Gedanke (7)  Die Rolle der Gedanken? jene Rolle, deren Einsicht Hamann veranlaßt, das Denken ein Kleid der Seele zu nennen, und Rimbaud, den Vokalen ein verborgenes Leben zuzuschreiben, das den Worten eine unergründliche Bedeutung verleiht? Es ist ein Denken ohne Gedanken, die Sensation des Denkens, die hier geschildert wird, Gedanken sind bunte Frachten, die auf dunklen Wassern schwimmen, und alles Wissensgut hat etwas sehr Zufälliges, sehr Aufgelesenes. Es wird durch die Plätze, bei denen wir anlegen, und durch das, was dort gerade vorrätig ist, bestimmt Einmal eingeladen jedoch, macht es die Strömung und Stauung des Flusses, seine Windungen, Wirbel und Tänze mit. Vom Strome des tieferen Lebens, der ihn trägt, und nicht durch sich selbst erhält der Gedanke seine Feinheit, Wucht und Gefährlichkeit. - (ej)

Gedanke (8)  Wenn sich die Gedanken nicht in Worte fassen lassen, füllen sie den Kopf wie die Touristen den Petersplatz, wenn der Papst redet und es nicht regnet. Oder sie häufen sich und pressen sich gegenseitig zusammen wie die Sardinen in einem Faß. Diese zusammengepreßten Gedanken können gefährlich werden.
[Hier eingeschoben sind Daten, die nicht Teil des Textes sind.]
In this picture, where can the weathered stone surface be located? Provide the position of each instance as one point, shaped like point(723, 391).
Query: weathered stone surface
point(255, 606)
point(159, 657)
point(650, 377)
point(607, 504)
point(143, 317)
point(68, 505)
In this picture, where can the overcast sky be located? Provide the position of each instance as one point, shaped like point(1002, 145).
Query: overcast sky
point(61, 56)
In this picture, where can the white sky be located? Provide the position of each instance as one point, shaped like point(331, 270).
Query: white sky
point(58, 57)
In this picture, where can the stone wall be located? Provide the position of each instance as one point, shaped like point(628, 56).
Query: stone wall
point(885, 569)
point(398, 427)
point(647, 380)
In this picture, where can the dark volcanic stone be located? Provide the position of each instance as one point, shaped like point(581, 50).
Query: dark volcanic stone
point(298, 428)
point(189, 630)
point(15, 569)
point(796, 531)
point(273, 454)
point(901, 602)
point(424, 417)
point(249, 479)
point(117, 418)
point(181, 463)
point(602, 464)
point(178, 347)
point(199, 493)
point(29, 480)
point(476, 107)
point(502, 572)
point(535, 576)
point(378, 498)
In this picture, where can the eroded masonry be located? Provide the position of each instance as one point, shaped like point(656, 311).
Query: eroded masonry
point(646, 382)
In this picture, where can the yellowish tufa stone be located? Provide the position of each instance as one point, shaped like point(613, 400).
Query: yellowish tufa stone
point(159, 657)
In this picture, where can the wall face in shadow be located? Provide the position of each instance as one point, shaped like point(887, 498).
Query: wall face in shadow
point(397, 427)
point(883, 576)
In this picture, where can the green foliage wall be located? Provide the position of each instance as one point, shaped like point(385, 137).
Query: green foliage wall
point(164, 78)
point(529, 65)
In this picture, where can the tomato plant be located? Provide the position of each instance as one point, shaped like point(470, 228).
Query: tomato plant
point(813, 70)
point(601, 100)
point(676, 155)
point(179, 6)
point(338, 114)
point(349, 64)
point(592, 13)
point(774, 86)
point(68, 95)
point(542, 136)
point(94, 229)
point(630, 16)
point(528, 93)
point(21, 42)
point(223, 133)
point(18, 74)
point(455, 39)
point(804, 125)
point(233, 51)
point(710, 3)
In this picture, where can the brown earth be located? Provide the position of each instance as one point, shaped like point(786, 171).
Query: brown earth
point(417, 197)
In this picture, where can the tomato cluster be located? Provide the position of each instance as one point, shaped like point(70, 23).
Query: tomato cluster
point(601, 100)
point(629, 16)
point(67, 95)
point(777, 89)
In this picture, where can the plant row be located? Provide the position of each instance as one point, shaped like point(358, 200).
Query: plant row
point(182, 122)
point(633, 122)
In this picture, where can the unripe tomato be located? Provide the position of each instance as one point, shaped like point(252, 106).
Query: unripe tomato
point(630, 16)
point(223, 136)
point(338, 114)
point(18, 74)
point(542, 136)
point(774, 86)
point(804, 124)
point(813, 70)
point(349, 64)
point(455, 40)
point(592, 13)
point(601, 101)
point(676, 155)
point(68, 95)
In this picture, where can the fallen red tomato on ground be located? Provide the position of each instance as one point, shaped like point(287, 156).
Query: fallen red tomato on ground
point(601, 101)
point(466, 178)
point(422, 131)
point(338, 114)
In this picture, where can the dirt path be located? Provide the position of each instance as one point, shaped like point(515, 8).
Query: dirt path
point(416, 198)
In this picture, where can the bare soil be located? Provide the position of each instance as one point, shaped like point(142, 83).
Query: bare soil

An manchen Tagen ging Mozziconi am Ufer auf und ab und hielt sich den Kopf mit beiden Händen.

- Kommt nicht in meine Nähe, sagte er, wenn er jemandem begegnete, kommt nicht in meine Nähe; mein Kopf ist eine Bombe.

Er war überzeugt, daß sein Kopf früher oder später mit einer großen Explosion platzen würde. Deshalb begab er sich mit seinem Brotsack und seinen übrigen Habseligkeiten, das heißt mit nichts, von der Brücke zur Tiberinsel bis zu den Pfeilern des Ponte Flaminio.

Wenn schon eine Brücke in die Luft geht, dann soll es wenigstens die häßlichste sein.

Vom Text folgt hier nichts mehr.